The business operating from the Pullman Lodge, which was owned by the council, went into liquidation last year and the land and surrounding area is earmarked by developers Siglion for a leisure space, cafes and restaurants, alongside new apartments and houses.
While the main building will be demolished, the historic carriages are being kept intact - and will be transported to Kent, after the council was unable to find anyone in the region interested in taking them on.
Councillor Mel Speding, who serves as cabinet secretary on Sunderland City Council, previously confirmed the authority had received "an offer for restoration of the carriages as a high-quality dining train" in Kent.
“The carriages are understood by experts to be similar to ones drawn by famous trains such as the Golden Arrow night ferry express which once ran through Kent, between London and Dover. Therefore they have a strong link to the south east region’s railway heritage," he said in a statement issued before the carriage removal work began.
Small crowds of people have gathered throughout the day to see the work take place.
William Burdon, 71, from Durham Road in Sunderland, who came to watch the removal work, said: "I'm very sad that this is happening because it's a bit of Sunderland heritage.
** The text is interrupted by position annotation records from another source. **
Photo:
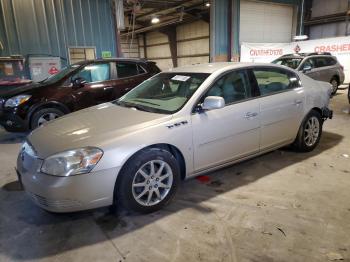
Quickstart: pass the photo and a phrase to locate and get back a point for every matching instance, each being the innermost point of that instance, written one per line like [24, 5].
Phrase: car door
[98, 85]
[308, 68]
[282, 100]
[129, 75]
[322, 68]
[229, 133]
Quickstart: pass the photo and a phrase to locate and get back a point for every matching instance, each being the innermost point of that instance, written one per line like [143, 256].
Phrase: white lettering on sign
[181, 78]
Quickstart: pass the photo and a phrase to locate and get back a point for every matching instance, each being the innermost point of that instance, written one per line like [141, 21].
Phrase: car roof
[213, 67]
[304, 55]
[139, 60]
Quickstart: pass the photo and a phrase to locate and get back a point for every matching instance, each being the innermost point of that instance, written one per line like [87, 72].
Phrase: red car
[78, 86]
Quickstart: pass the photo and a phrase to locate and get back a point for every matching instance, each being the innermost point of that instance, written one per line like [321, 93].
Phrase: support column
[224, 30]
[170, 32]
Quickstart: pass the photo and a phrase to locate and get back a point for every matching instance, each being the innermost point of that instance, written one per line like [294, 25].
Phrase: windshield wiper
[131, 105]
[145, 102]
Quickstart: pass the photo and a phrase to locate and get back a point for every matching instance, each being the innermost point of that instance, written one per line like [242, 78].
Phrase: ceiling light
[300, 37]
[155, 20]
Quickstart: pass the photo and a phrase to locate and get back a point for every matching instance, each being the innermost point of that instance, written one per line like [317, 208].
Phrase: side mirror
[78, 82]
[213, 102]
[307, 68]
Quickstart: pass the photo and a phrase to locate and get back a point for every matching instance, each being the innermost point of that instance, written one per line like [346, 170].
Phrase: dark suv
[76, 87]
[319, 66]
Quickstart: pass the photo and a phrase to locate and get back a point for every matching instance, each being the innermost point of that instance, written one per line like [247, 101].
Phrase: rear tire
[143, 188]
[44, 115]
[335, 84]
[309, 133]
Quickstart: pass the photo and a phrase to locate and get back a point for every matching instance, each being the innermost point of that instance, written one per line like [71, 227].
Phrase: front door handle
[249, 115]
[298, 102]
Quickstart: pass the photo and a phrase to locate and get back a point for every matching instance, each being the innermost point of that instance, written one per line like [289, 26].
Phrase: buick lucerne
[178, 124]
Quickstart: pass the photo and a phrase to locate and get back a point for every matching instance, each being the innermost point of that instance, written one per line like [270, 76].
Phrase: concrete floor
[283, 206]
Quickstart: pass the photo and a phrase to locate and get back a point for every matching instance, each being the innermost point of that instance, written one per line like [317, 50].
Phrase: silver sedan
[176, 125]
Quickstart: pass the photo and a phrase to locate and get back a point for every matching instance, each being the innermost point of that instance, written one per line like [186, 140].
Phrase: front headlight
[17, 100]
[72, 162]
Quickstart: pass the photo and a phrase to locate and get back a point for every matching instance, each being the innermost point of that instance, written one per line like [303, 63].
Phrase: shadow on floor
[21, 222]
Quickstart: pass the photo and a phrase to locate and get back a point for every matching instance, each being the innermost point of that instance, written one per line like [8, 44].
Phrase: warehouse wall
[192, 45]
[50, 26]
[324, 8]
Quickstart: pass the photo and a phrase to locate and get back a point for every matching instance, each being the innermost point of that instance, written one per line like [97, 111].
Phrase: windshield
[290, 62]
[56, 77]
[12, 72]
[164, 93]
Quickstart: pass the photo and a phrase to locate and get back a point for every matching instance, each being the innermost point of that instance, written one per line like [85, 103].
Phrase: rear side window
[274, 80]
[94, 73]
[321, 61]
[233, 87]
[330, 61]
[153, 67]
[126, 69]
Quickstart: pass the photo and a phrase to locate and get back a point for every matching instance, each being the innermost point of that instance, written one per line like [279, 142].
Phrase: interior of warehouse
[180, 130]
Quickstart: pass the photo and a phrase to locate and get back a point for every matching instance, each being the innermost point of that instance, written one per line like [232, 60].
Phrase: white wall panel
[265, 22]
[195, 29]
[164, 64]
[193, 47]
[193, 60]
[328, 7]
[327, 30]
[158, 51]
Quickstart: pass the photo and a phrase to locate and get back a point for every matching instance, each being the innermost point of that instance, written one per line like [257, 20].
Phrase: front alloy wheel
[311, 131]
[148, 181]
[152, 183]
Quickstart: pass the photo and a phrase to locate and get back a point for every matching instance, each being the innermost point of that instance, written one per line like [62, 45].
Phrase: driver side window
[233, 87]
[94, 73]
[308, 64]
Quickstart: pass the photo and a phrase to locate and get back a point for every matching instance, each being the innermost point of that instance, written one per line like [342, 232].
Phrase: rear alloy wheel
[45, 115]
[334, 82]
[148, 181]
[309, 132]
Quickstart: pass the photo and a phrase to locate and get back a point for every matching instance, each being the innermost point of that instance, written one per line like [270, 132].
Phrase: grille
[49, 203]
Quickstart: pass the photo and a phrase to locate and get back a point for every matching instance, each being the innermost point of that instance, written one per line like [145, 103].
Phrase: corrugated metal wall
[51, 26]
[323, 8]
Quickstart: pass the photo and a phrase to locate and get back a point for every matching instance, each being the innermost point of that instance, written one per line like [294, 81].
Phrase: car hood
[10, 91]
[95, 126]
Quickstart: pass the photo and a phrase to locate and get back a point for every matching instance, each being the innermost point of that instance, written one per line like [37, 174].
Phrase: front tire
[309, 133]
[42, 116]
[148, 181]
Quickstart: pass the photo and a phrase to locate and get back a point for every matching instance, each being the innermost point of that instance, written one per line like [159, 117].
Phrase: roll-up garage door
[265, 22]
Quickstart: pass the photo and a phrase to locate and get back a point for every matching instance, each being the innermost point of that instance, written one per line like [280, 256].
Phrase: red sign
[297, 49]
[53, 70]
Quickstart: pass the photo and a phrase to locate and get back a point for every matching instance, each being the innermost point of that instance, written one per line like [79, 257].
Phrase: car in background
[178, 124]
[77, 86]
[13, 73]
[319, 66]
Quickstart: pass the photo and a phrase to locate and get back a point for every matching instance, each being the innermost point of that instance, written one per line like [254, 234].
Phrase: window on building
[77, 54]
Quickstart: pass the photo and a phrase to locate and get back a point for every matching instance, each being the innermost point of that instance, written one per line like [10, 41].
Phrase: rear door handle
[298, 102]
[250, 115]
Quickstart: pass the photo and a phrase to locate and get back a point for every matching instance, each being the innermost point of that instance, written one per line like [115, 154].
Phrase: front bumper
[66, 194]
[12, 122]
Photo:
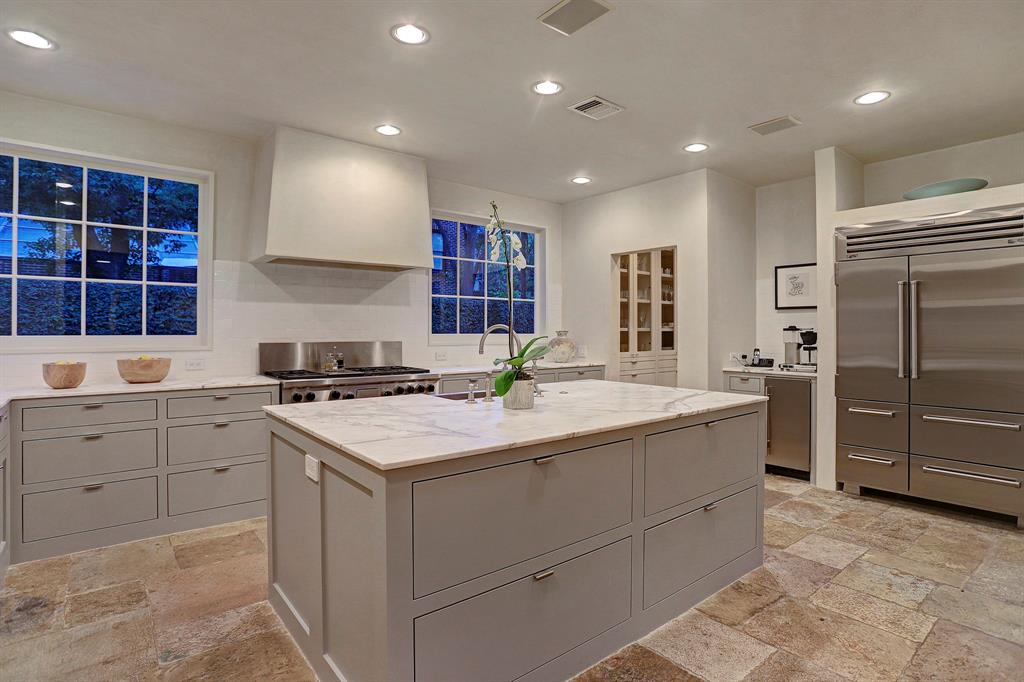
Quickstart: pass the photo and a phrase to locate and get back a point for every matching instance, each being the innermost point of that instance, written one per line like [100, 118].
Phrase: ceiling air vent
[768, 127]
[569, 15]
[596, 108]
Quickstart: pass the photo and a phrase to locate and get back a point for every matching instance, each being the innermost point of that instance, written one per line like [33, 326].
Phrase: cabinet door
[970, 330]
[868, 318]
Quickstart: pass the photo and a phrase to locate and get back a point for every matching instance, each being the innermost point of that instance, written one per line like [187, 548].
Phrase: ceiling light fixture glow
[410, 34]
[872, 97]
[32, 39]
[547, 87]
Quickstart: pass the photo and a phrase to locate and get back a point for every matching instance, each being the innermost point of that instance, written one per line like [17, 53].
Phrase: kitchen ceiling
[683, 71]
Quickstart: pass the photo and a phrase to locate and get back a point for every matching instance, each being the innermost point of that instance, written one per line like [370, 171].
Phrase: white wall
[785, 236]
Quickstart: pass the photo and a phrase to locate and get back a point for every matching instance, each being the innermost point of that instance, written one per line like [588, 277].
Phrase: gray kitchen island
[416, 538]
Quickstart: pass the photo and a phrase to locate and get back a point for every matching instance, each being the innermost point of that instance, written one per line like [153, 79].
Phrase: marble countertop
[391, 433]
[770, 372]
[44, 391]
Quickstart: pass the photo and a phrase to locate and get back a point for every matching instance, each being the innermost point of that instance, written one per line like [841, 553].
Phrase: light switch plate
[312, 468]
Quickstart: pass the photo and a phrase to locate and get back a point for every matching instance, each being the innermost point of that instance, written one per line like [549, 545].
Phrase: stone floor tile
[790, 573]
[783, 667]
[212, 550]
[843, 645]
[885, 583]
[103, 602]
[887, 615]
[636, 664]
[268, 656]
[737, 602]
[193, 637]
[977, 610]
[828, 551]
[782, 534]
[189, 594]
[954, 652]
[120, 563]
[706, 647]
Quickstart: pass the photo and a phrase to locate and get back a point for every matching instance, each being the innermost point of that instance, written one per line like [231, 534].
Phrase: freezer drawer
[994, 488]
[983, 437]
[882, 425]
[871, 468]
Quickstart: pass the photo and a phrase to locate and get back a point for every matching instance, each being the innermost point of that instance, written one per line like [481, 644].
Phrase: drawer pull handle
[972, 422]
[868, 411]
[973, 476]
[870, 460]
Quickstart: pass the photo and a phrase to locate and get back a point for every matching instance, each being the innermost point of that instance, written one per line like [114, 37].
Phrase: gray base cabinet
[526, 564]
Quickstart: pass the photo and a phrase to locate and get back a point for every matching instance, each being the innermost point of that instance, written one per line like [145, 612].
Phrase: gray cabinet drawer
[220, 486]
[747, 384]
[994, 488]
[84, 508]
[505, 633]
[678, 552]
[70, 457]
[218, 440]
[473, 523]
[985, 437]
[686, 463]
[219, 403]
[87, 414]
[872, 468]
[882, 425]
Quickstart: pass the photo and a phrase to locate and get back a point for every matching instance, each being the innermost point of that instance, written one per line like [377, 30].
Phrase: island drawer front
[984, 437]
[882, 425]
[87, 414]
[970, 484]
[463, 526]
[507, 632]
[687, 548]
[747, 384]
[91, 507]
[723, 451]
[201, 442]
[217, 403]
[70, 457]
[872, 468]
[220, 486]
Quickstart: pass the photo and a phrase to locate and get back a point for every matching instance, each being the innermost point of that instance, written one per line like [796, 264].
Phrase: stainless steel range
[342, 371]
"It's going down to Folkestone but I think it should have gone to Beamish or North Yorkshire Moors Railway in Pickering.
"These carriages brought people to the seafront so it's a shame."
Ben Boyce, of Folkestone Harbour, which is helping carry out the work to move the carriages, said: "The removal work is going fine and we should by done by Sunday afternoon.
"They won't be going straight to Folkestone, but to a yard in Chesterfield where they will be restored.
"Then they'll head to the seafront in Folkestone as part of redevelopment work at that area.
"There's been a lot of planning involved and a lot hard work too."